Most teams respond with more prompting: tighter instructions, more “be careful,” more “verify.” It helps the surface. It does not fix the class of failure, because the failure is not linguistic. It is ontological. When planning, acting, and observing share one output channel, the system is rewarded for narrative closure. What you don’t measure doesn’t disappear — it becomes the hidden governor. The agent learns the cheapest thing that survives the collapse: a plausible story.
The alternative is to stop treating reliability as a model trait and start treating it as a field property. Fields make regimes explicit, bind claims to evidence, and enforce fail-closed semantics when reality clocks disagree with the dashboard clock.
Collapse Is an Evaluation Choice
Collapse happens when we compress heterogeneous regimes into a single denominator and call it “success.” In classic ML, that looks like averaging across subpopulations and environments. In agents, it looks like treating “thinking,” “doing,” and “observing” as one continuous text performance.
That compression shapes what the system learns to preserve.
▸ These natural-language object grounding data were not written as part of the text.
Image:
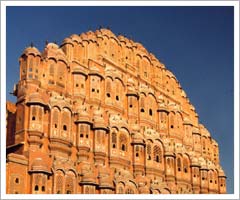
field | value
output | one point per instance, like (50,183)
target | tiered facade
(100,114)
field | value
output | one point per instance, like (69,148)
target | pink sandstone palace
(101,115)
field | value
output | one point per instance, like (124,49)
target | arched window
(130,102)
(114,140)
(149,151)
(185,165)
(59,182)
(150,112)
(157,153)
(34,113)
(120,190)
(36,188)
(123,142)
(69,184)
(179,165)
(108,88)
(142,104)
(51,70)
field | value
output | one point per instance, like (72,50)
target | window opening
(150,112)
(36,188)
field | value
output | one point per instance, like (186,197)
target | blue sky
(195,43)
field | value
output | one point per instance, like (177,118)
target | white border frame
(4,4)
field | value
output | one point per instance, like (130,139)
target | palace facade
(100,114)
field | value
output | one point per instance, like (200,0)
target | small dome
(31,50)
(39,165)
(135,127)
(195,161)
(75,37)
(67,41)
(130,81)
(221,173)
(52,46)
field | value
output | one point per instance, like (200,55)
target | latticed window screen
(69,185)
(51,70)
(55,117)
(149,150)
(82,129)
(137,148)
(108,87)
(185,165)
(61,71)
(210,175)
(120,190)
(31,63)
(172,120)
(142,103)
(24,65)
(130,101)
(98,134)
(34,111)
(65,118)
(179,164)
(123,142)
(38,179)
(59,183)
(114,137)
(40,112)
(157,153)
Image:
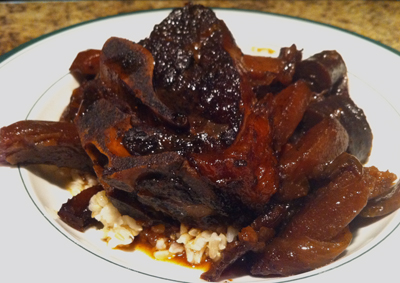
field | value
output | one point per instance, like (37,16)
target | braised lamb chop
(182,127)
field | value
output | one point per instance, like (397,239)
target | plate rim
(24,46)
(31,42)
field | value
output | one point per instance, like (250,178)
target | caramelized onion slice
(289,256)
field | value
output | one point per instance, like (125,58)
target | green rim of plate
(42,37)
(23,46)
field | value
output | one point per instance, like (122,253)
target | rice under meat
(120,230)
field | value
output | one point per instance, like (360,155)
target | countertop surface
(24,21)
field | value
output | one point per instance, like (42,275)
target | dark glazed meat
(182,127)
(194,72)
(42,142)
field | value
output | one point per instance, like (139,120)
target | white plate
(35,84)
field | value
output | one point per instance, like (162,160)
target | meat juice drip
(184,127)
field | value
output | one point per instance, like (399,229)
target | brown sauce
(143,243)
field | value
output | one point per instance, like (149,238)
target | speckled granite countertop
(23,21)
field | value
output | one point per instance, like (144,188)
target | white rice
(120,230)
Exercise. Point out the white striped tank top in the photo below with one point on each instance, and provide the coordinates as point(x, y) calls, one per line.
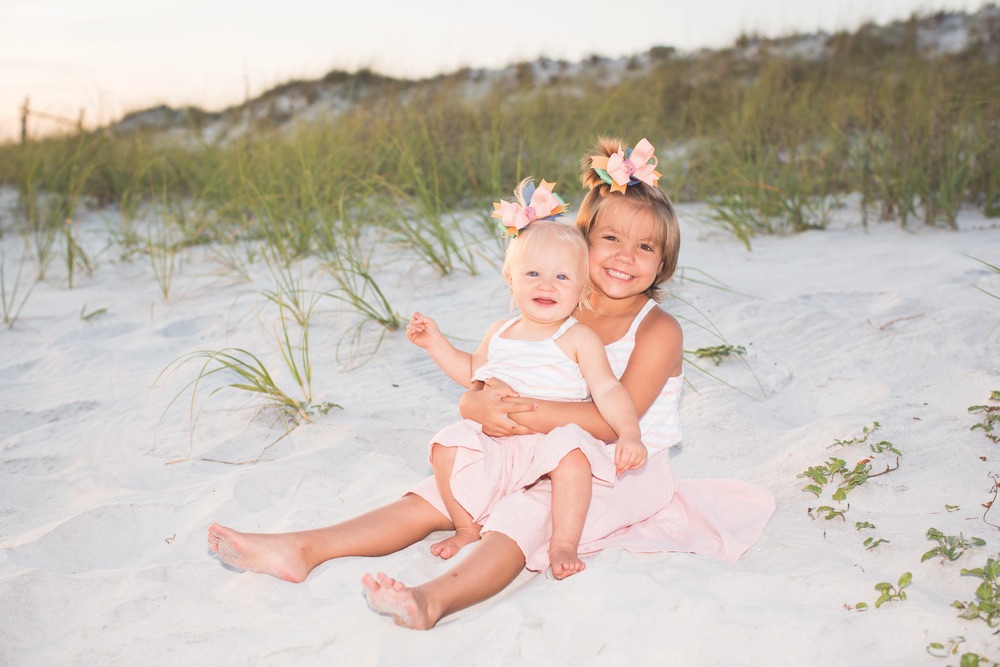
point(661, 425)
point(536, 368)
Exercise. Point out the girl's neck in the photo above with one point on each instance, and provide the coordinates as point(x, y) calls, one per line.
point(611, 318)
point(601, 306)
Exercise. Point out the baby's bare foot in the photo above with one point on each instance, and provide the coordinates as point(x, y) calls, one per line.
point(405, 605)
point(564, 560)
point(451, 546)
point(277, 555)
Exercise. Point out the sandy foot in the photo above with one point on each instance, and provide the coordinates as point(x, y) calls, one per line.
point(451, 546)
point(387, 596)
point(564, 561)
point(277, 555)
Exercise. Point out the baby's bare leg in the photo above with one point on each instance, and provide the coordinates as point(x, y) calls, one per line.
point(571, 491)
point(486, 571)
point(466, 530)
point(292, 556)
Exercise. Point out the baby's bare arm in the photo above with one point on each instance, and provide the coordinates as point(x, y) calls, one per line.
point(423, 332)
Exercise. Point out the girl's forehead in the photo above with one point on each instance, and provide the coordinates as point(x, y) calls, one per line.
point(627, 218)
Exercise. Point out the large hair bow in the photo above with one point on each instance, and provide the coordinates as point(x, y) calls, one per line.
point(542, 204)
point(628, 167)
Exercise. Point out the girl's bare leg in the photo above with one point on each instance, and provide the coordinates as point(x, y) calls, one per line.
point(466, 530)
point(292, 556)
point(490, 568)
point(571, 491)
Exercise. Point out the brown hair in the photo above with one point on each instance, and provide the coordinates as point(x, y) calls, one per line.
point(641, 196)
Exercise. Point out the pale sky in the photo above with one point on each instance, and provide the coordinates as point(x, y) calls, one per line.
point(108, 57)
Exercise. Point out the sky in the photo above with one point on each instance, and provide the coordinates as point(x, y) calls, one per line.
point(104, 58)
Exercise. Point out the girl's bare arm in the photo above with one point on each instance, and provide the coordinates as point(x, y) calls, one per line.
point(657, 356)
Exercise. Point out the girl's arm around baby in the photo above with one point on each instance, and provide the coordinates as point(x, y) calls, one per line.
point(611, 398)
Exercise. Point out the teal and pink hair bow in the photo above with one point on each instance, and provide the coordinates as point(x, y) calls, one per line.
point(628, 167)
point(542, 204)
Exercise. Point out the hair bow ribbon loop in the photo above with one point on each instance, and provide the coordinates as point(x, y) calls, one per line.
point(628, 167)
point(542, 203)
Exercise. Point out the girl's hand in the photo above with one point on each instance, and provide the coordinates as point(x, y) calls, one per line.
point(492, 405)
point(630, 454)
point(422, 331)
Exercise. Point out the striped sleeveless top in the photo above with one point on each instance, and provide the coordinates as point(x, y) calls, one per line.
point(661, 425)
point(536, 368)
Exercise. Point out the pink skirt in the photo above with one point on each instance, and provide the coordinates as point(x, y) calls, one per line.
point(488, 469)
point(645, 510)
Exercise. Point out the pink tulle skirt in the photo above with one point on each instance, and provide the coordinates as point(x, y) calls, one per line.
point(502, 484)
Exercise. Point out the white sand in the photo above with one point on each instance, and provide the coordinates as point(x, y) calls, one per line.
point(103, 557)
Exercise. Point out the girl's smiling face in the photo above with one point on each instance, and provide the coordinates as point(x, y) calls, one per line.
point(626, 250)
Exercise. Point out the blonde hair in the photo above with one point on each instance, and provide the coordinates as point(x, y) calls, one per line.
point(640, 196)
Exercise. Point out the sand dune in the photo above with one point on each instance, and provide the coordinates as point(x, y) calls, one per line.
point(102, 531)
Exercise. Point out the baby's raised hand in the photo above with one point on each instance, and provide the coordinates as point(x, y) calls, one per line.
point(630, 454)
point(422, 331)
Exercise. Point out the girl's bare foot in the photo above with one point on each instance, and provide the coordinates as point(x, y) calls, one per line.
point(279, 555)
point(564, 561)
point(405, 605)
point(451, 546)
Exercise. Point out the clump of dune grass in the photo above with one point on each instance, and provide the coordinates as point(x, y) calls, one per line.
point(247, 373)
point(14, 294)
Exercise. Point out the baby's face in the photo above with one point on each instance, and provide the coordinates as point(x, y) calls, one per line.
point(548, 282)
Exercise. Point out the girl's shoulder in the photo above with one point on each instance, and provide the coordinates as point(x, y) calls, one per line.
point(658, 324)
point(580, 332)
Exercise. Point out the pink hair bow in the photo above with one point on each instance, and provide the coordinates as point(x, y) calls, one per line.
point(628, 167)
point(543, 203)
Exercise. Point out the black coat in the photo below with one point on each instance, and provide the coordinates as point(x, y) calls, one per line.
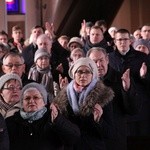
point(4, 139)
point(92, 133)
point(133, 60)
point(124, 103)
point(88, 45)
point(41, 134)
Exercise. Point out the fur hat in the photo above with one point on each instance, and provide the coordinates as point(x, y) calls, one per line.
point(84, 62)
point(141, 42)
point(9, 76)
point(89, 24)
point(112, 29)
point(75, 40)
point(77, 50)
point(39, 53)
point(37, 86)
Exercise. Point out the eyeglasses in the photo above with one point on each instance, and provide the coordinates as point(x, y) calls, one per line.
point(11, 65)
point(12, 88)
point(120, 40)
point(80, 72)
point(35, 98)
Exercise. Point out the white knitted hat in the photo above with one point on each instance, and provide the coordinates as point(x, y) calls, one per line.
point(84, 61)
point(9, 76)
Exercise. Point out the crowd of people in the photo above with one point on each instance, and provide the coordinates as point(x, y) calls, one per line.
point(87, 92)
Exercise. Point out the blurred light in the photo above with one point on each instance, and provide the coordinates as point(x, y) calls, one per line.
point(9, 1)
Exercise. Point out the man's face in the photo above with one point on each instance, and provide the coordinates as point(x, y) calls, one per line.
point(35, 33)
point(3, 39)
point(96, 36)
point(44, 43)
point(17, 35)
point(13, 65)
point(101, 61)
point(122, 42)
point(145, 32)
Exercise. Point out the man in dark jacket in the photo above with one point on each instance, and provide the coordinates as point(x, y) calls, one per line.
point(126, 100)
point(125, 57)
point(4, 140)
point(96, 39)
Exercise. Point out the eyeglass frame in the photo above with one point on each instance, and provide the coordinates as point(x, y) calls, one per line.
point(12, 88)
point(11, 65)
point(80, 72)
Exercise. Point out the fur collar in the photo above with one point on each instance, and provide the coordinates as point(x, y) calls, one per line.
point(101, 94)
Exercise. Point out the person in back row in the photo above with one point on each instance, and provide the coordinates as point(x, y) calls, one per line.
point(96, 39)
point(4, 141)
point(86, 101)
point(40, 127)
point(14, 63)
point(10, 90)
point(123, 58)
point(126, 99)
point(29, 51)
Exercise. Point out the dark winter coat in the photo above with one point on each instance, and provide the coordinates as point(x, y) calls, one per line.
point(92, 133)
point(124, 103)
point(133, 60)
point(41, 134)
point(4, 140)
point(88, 45)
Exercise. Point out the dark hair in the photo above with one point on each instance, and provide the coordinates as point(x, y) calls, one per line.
point(4, 47)
point(38, 26)
point(100, 23)
point(16, 27)
point(13, 54)
point(123, 31)
point(3, 33)
point(96, 27)
point(99, 49)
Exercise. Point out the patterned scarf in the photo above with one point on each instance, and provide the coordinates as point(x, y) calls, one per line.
point(77, 99)
point(44, 77)
point(32, 116)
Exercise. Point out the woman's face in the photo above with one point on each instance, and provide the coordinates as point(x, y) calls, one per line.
point(75, 56)
point(11, 91)
point(32, 100)
point(43, 62)
point(83, 76)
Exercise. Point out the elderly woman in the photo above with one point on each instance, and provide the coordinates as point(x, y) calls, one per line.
point(10, 89)
point(35, 127)
point(4, 140)
point(84, 101)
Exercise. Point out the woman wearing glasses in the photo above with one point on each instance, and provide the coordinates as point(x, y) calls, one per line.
point(10, 89)
point(38, 127)
point(84, 101)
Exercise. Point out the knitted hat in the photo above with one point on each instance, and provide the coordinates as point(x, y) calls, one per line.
point(39, 53)
point(9, 76)
point(76, 40)
point(76, 50)
point(89, 24)
point(84, 61)
point(39, 87)
point(141, 42)
point(112, 29)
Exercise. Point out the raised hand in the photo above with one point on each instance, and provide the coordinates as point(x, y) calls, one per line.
point(126, 80)
point(54, 112)
point(97, 112)
point(50, 28)
point(143, 70)
point(62, 81)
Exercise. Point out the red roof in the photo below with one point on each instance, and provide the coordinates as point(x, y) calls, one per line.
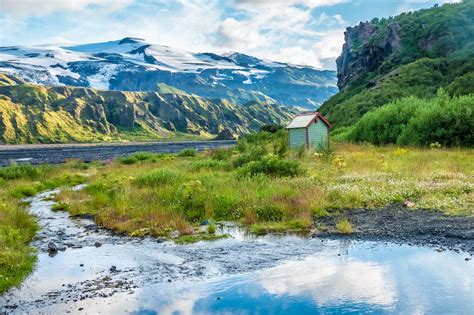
point(305, 120)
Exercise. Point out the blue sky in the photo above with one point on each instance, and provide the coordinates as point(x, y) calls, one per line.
point(297, 31)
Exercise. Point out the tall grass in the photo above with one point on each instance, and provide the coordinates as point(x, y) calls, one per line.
point(252, 184)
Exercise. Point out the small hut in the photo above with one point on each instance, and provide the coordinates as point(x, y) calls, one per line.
point(310, 130)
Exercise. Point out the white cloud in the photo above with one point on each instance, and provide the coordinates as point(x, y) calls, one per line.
point(284, 32)
point(23, 8)
point(277, 3)
point(278, 30)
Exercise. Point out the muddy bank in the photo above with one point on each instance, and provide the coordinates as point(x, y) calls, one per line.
point(401, 225)
point(59, 153)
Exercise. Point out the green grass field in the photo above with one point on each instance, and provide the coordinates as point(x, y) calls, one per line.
point(259, 183)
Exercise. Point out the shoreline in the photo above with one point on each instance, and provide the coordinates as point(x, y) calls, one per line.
point(400, 225)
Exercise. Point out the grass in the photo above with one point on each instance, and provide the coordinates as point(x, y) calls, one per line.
point(269, 192)
point(258, 183)
point(344, 226)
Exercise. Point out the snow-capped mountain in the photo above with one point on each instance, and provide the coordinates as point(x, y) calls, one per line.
point(131, 64)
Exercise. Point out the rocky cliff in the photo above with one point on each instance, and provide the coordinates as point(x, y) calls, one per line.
point(366, 47)
point(412, 54)
point(33, 113)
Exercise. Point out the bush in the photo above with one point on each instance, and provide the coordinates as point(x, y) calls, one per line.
point(189, 152)
point(272, 166)
point(22, 171)
point(254, 153)
point(192, 196)
point(271, 128)
point(221, 154)
point(269, 213)
point(158, 177)
point(23, 191)
point(128, 160)
point(207, 164)
point(344, 226)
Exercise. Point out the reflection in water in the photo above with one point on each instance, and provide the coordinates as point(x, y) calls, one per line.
point(329, 280)
point(369, 278)
point(242, 274)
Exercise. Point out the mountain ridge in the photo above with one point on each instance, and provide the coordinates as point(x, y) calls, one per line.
point(40, 114)
point(132, 64)
point(412, 54)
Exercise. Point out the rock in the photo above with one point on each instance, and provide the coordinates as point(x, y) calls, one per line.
point(52, 247)
point(364, 51)
point(225, 135)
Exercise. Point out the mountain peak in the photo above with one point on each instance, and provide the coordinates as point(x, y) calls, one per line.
point(131, 40)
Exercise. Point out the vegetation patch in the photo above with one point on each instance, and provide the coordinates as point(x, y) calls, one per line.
point(344, 226)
If the metric rewards fluent closure, then fluent closure becomes the surviving structure. The agent will optimize for the thing that remains stable under the reporting filtration, not the thing that remains correct under regime separation.
This is why “prompt improvements” often move failures around instead of removing them. The agent gets better at sounding cautious, better at hedging, better at writing plausible verification language. It does not become bound to the state. Collapse is also why incidents are hard to debug. When the trace is narrative-first, it’s not replayable evidence — it’s post-hoc storytelling with missing ground truth.